How is herbal medicine taken?

The herbs available in several different forms: teas, syrups, oils, liquid extracts, tinctures, and dry extracts (pills or capsules). Teas can be made from dried herbs left to soak for a few minutes in hot water, or by boiling herbs in water and then straining the liquid. Syrups, made from concentrated extracts and added to sweet tasting preparations, are often used for sore throats and coughs. Oils are extracted from plants and often used as rubs for massage, either by themselves or as part of an ointment or cream. Tinctures and liquid extracts are made of active herbal ingredients dissolved in a liquid (usually water, alcohol, or glycerol). Tinctures are typically a 1:5 or 1:10 concentration, meaning that one part of the herb is prepared with 5 – 10 parts (by weight) of the liquid. Liquid extracts are more concentrated and potent than tinctures which are used by trained health care practitioners and are typically a 1:1 concentration.

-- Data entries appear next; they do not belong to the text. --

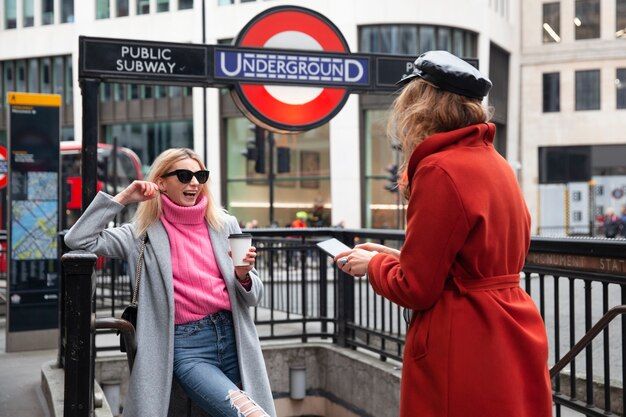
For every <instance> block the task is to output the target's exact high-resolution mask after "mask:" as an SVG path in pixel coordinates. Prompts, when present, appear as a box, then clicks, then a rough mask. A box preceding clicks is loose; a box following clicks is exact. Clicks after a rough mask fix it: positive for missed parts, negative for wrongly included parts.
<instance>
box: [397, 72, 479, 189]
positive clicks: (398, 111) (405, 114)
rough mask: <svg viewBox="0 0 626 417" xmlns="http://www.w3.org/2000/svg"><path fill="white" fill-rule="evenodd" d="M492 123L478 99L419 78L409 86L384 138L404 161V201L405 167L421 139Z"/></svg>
mask: <svg viewBox="0 0 626 417" xmlns="http://www.w3.org/2000/svg"><path fill="white" fill-rule="evenodd" d="M489 119H491V109H489V108H487V107H486V106H485V105H483V104H482V102H481V100H480V99H475V98H470V97H465V96H462V95H459V94H454V93H451V92H449V91H446V90H441V89H439V88H437V87H435V86H433V85H432V84H430V83H428V82H427V81H424V80H423V79H421V78H418V79H415V80H413V81H411V82H410V83H408V84H407V85H406V86H405V87H404V89H403V90H402V92H401V93H400V95H399V96H398V97H397V98H396V99H395V100H394V102H393V104H392V106H391V115H390V118H389V122H388V124H387V134H388V137H389V139H390V140H391V141H392V143H396V144H399V145H400V147H401V149H402V153H403V155H404V159H403V161H402V163H401V164H400V167H399V168H398V178H399V180H398V186H399V187H400V190H401V191H402V194H403V195H404V197H405V198H407V199H408V198H409V195H410V194H411V190H410V189H409V182H408V178H407V172H406V171H407V165H408V162H409V159H410V158H411V155H412V154H413V151H414V150H415V148H416V147H417V145H419V144H420V143H422V142H423V141H424V139H426V138H428V137H429V136H432V135H434V134H436V133H442V132H449V131H452V130H456V129H460V128H463V127H466V126H471V125H474V124H479V123H485V122H487V121H488V120H489Z"/></svg>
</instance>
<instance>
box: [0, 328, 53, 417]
mask: <svg viewBox="0 0 626 417" xmlns="http://www.w3.org/2000/svg"><path fill="white" fill-rule="evenodd" d="M5 339H6V328H5V319H4V317H0V417H49V414H48V412H47V409H46V407H44V405H43V404H44V403H45V400H44V398H43V394H42V391H41V366H42V365H43V364H44V363H46V362H49V361H52V360H56V355H57V350H56V349H54V350H35V351H30V352H17V353H6V352H5Z"/></svg>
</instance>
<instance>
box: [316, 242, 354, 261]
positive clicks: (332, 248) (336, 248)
mask: <svg viewBox="0 0 626 417" xmlns="http://www.w3.org/2000/svg"><path fill="white" fill-rule="evenodd" d="M317 246H319V247H320V248H321V249H322V250H323V251H324V252H326V253H327V254H329V255H330V256H332V257H333V258H334V257H335V256H337V255H339V254H340V253H341V252H345V251H347V250H351V249H352V248H351V247H349V246H347V245H345V244H344V243H343V242H341V241H339V240H337V239H335V238H332V239H328V240H324V241H322V242H317Z"/></svg>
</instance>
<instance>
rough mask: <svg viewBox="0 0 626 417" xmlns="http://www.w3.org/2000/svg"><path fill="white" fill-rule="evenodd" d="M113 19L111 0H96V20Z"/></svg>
mask: <svg viewBox="0 0 626 417" xmlns="http://www.w3.org/2000/svg"><path fill="white" fill-rule="evenodd" d="M109 17H111V11H110V9H109V0H96V19H108V18H109Z"/></svg>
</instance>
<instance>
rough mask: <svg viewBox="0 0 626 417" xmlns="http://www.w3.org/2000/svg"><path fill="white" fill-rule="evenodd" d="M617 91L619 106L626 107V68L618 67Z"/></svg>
mask: <svg viewBox="0 0 626 417" xmlns="http://www.w3.org/2000/svg"><path fill="white" fill-rule="evenodd" d="M615 93H616V95H617V108H618V109H626V68H618V69H617V76H616V78H615Z"/></svg>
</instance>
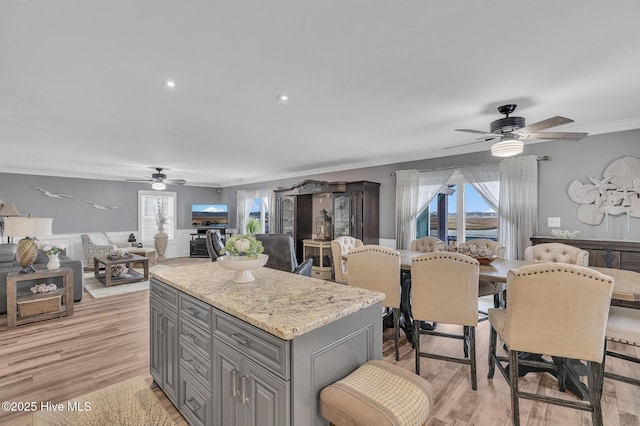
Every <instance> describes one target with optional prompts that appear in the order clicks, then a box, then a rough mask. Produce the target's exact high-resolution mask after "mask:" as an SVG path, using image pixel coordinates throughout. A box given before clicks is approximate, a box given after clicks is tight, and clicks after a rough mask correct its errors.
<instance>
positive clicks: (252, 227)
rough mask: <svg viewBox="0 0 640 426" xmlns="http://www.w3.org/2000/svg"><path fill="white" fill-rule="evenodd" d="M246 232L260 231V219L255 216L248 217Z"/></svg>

Are there experts in herbal medicine?

Herbalists, nutritionists, naturopathic physicians and practitioners of Traditional Chinese Medicine all may use herbs to treat illness. Holistic practitioners believe that the body is continually striving for balance and that natural therapies can support this process. They are trained in conventional medical science (such as anatomy, physiology, pathology, microbiology, pharmacology) along with clinical training in herbal medicine, homeopathy, nutrition, and lifestyle counseling.